Elle s’est excusée. «Elle m’a dit : “On a un logiciel un peu compliqué.”» Ce n’était quand même pas une opération très complexe, trouver un rendez-vous. «Les logiciels, ce n’est pas censé être fait pour simplifier les choses?»

Apparemment non.

Il était moins une, Francine a pu finalement rencontrer le médecin pour sa fracture du coude, résultat d’une vilaine chute en décembre sur les trottoirs glacés. Elle a d’ailleurs dû être opérée deux fois en quatre jours, «après la première chirurgie, ils m’ont dit qu’ils avaient mis une vis trop longue…»

La consultation a duré quelques minutes. «Le médecin m’a dit qu’un des examens que j’avais passés, un TACO, n’était pas clair, que je devais en faire un autre. Il est venu avec moi au bureau de la secrétaire pour que je prenne un rendez-vous.»

Tout ça pour ça.

Et si encore Francine était ressortie avec un petit papier avec une date dessus. «La réceptionniste m’a dit que j’étais inscrite sur la liste d’attente, qu’on allait m’appeler pour me donner mon rendez-vous…» Elle est donc retournée chez elle à attendre que le téléphone sonne.

On ne lui a pas dit combien de temps ça prendrait.
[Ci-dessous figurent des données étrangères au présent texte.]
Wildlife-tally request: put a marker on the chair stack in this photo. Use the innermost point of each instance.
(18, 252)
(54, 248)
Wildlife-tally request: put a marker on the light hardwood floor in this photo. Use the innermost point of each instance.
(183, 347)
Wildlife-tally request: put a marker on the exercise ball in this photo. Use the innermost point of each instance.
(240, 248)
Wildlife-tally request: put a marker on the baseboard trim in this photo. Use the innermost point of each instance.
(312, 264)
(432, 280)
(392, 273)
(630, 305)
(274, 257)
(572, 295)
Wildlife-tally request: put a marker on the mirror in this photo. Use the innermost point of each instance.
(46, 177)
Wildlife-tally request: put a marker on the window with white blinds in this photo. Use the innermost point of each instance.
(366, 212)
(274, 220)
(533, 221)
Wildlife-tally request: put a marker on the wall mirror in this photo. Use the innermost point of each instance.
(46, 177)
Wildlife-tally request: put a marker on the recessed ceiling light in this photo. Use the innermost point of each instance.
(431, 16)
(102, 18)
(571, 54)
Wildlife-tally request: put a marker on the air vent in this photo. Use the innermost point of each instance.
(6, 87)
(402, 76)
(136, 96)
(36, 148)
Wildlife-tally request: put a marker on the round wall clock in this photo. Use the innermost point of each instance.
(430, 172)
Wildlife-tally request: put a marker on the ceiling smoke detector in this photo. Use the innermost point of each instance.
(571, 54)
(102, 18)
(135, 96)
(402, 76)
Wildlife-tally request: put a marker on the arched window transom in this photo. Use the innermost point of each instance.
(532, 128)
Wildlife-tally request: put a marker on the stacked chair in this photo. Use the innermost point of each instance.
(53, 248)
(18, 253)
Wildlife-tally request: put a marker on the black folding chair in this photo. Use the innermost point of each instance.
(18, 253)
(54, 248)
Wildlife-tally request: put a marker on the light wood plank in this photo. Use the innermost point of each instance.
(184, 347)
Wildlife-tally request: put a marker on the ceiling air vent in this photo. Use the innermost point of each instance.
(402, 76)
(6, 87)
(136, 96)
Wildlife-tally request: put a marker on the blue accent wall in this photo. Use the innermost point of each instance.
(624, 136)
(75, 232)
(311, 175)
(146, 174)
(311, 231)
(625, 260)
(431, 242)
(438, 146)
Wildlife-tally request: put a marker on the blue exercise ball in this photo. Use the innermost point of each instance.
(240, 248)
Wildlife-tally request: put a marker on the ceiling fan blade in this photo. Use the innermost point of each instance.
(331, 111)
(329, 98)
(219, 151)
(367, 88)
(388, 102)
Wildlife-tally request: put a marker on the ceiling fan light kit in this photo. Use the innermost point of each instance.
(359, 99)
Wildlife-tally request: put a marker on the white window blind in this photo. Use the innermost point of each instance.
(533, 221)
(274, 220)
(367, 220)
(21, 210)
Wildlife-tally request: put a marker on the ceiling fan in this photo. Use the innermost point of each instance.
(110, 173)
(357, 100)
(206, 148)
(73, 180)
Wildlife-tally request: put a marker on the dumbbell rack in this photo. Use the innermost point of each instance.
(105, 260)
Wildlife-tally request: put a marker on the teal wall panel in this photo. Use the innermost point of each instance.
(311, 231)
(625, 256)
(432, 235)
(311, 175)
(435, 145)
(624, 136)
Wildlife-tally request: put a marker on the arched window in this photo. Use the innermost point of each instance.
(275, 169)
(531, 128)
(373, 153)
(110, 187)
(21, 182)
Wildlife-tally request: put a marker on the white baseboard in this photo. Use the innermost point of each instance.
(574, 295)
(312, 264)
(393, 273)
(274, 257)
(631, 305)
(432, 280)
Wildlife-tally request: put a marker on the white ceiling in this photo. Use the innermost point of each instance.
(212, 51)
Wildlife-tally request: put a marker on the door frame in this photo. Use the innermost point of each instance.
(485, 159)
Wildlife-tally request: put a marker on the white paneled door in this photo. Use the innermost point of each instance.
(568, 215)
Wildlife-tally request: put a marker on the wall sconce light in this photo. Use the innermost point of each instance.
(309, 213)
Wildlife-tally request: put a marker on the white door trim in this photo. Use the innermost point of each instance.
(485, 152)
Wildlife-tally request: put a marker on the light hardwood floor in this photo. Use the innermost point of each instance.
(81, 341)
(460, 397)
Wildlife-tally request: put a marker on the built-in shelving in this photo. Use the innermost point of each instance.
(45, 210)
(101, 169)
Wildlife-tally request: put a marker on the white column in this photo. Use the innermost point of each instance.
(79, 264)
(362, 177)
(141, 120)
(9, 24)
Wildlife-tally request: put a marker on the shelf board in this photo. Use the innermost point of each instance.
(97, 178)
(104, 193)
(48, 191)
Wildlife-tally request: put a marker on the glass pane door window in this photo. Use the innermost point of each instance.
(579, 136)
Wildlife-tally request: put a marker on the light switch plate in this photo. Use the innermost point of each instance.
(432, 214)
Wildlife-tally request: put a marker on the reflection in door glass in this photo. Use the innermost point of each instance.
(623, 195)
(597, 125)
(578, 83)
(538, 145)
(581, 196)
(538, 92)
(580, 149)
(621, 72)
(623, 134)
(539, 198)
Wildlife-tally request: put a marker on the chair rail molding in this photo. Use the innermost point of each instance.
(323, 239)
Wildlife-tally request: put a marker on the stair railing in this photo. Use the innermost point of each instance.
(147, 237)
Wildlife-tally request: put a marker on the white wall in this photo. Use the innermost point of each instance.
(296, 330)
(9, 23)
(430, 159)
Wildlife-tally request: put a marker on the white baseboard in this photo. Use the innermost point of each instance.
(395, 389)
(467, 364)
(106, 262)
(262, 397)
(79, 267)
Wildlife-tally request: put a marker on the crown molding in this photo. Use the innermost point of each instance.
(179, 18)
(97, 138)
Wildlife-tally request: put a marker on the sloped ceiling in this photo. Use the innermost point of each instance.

Elle pourrait encore devoir prendre son mal en patience. Le CHU de Québec, sur son site Web, indique que 22 % des demandes faites à cet hôpital pour un TACO, une tomodensitométrie pour être plus précis, dépassent le délai raisonnable fixé à 90 jours. Un taux qui varie de 15 % à 27 % dans les autres hôpitaux.

Si on récapitule, donc, Francine est allée à l’hôpital pour un rendez-vous qu’on lui avait donné, elle s’est promenée d’un département à l’autre pour trouver ledit rendez-vous, pour se faire dire par un médecin qu’elle devait prendre un autre rendez-vous. Et plus précisément pour se faire dire qu’elle ne pouvait pas le prendre, qu’elle devait attendre qu’on lui donne.

Voilà qui est fascinant.

C’est presque élever l’inefficacité au rang d’art.